Le monde change, on nous le dit tous les jours - voilà quelque chose qui ne change pas depuis le modernisme, le postmodernisme, et le post-postmodernisme. La mort des critiques est régulièrement annoncée - la revue L'inconvénient a consacré son numéro 42 à ce sujet - dans la tristesse ou la liesse, selon les points de vue. Le critique littéraire a-t-il encore de l'influence? Quand on parle d'influence, de nos jours, on parle surtout d'influence sur les ventes. Une étude de la revue Marketing Science révèle un aspect étonnant de l'impact d'une critique négative sur un livre. D'après son analyse, la critique négative ferait chuter de 15% les ventes d'un écrivain connu... Mais augmenter de 45% celle d'un écrivain inconnu! Paraît-il que les lecteurs finiraient à la longue par oublier le négatif pour ne retenir que le nom de l'auteur. Dans la masse hallucinante de ce qui se publie, tout ce qu'il faut, au bout de compte, c'est de faire parler de soi.

Sur son blogue La République des lettres, le journaliste Pierre Assouline nous guide vers deux dossiers, l'un du New York Times, l'autre du Matricule des Anges, qui abordent le sujet de façons diamétralement opposées. Au New York Times, on a demandé à six critiques réputés d'expliquer pourquoi leur travail compte; au Matricule des Anges, on a plutôt demandé à 2000 abonnés ce qu'ils attendent de la critique littéraire. Qu'on le veuille ou pas, peut-on faire confiance aux critiques dans ce débat où ils sont juge et partie? Un critique défendra toujours son job, quand même. En revanche, les réponses des abonnés du Matricule des Anges sont très intéressantes, voire surprenantes. Car on découvre que les lecteurs attendent BEAUCOUP de la critique. C'est presque un cri du coeur qui se résume à: aidez-nous à y voir plus clair. Mais pas n'importe comment. Soyez indépendants. Ne sombrez pas dans la promotion. Soyez érudits mais lisibles. Soyez engagés. Ayez des partis pris. Faites-nous rêver. Écrivez aussi bien que les écrivains. Dénichez les livres originaux, proposez des découvertes. Et arrêtez de nous faire croire à votre supposée objectivité.
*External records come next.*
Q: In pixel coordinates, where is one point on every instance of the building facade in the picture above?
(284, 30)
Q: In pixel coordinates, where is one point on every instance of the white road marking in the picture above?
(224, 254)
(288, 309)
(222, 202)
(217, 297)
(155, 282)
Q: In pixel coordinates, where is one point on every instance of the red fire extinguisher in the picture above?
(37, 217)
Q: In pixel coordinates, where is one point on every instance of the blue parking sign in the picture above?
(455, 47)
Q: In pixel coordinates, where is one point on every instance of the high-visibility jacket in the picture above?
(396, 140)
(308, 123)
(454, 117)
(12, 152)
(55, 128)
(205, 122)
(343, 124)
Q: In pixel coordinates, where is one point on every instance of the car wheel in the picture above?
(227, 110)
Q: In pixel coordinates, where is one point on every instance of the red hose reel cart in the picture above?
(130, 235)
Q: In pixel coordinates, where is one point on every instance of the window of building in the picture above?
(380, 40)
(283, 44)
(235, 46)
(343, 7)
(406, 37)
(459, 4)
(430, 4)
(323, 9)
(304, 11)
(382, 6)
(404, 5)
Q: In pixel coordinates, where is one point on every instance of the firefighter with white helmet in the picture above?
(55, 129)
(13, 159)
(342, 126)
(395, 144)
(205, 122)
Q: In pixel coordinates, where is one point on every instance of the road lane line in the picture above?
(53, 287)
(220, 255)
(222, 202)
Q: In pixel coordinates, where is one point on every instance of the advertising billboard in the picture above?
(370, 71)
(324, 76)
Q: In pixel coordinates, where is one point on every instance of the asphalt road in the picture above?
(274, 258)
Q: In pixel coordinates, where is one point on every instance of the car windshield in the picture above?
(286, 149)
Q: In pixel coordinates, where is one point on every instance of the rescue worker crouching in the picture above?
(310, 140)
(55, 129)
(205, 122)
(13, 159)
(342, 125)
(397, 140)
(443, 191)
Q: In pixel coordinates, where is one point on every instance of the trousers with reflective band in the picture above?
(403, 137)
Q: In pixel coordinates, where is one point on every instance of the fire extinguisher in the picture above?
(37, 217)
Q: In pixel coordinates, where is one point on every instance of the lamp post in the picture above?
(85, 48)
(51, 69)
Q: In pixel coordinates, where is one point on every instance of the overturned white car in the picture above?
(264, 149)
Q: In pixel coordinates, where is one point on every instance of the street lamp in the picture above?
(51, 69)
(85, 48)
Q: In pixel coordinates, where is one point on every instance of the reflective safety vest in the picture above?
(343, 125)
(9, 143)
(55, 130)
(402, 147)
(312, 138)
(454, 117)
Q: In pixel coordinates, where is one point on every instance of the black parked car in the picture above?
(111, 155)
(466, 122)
Vaste requête. Elle ressemble à la description de l'homme idéal et parfait, qui, on le sait, n'existe pas.

Ce que l'on remarque depuis quelques années, et plus particulièrement depuis l'avènement des réseaux sociaux, est que les gens deviennent de plus en plus allergiques au ton péremptoire de la critique. Ils ne sont pas dupes qu'il y a un «je» qui se cache derrière le «on» ou le «nous» censé représenter la neutralité. Ils sont devenus avides de sincérité plus que d'objectivité - surtout si cette objectivité repose sur du vide. Le critique doit se mouiller. Ce qui ne le dispense en rien d'appuyer ses affirmations par des arguments et une culture générale solides. Ils en ont marre des «coups de coeur» qu'on leur assène sur la tête sans explications - plusieurs sont en cruel manque de coups de gueule, en fait.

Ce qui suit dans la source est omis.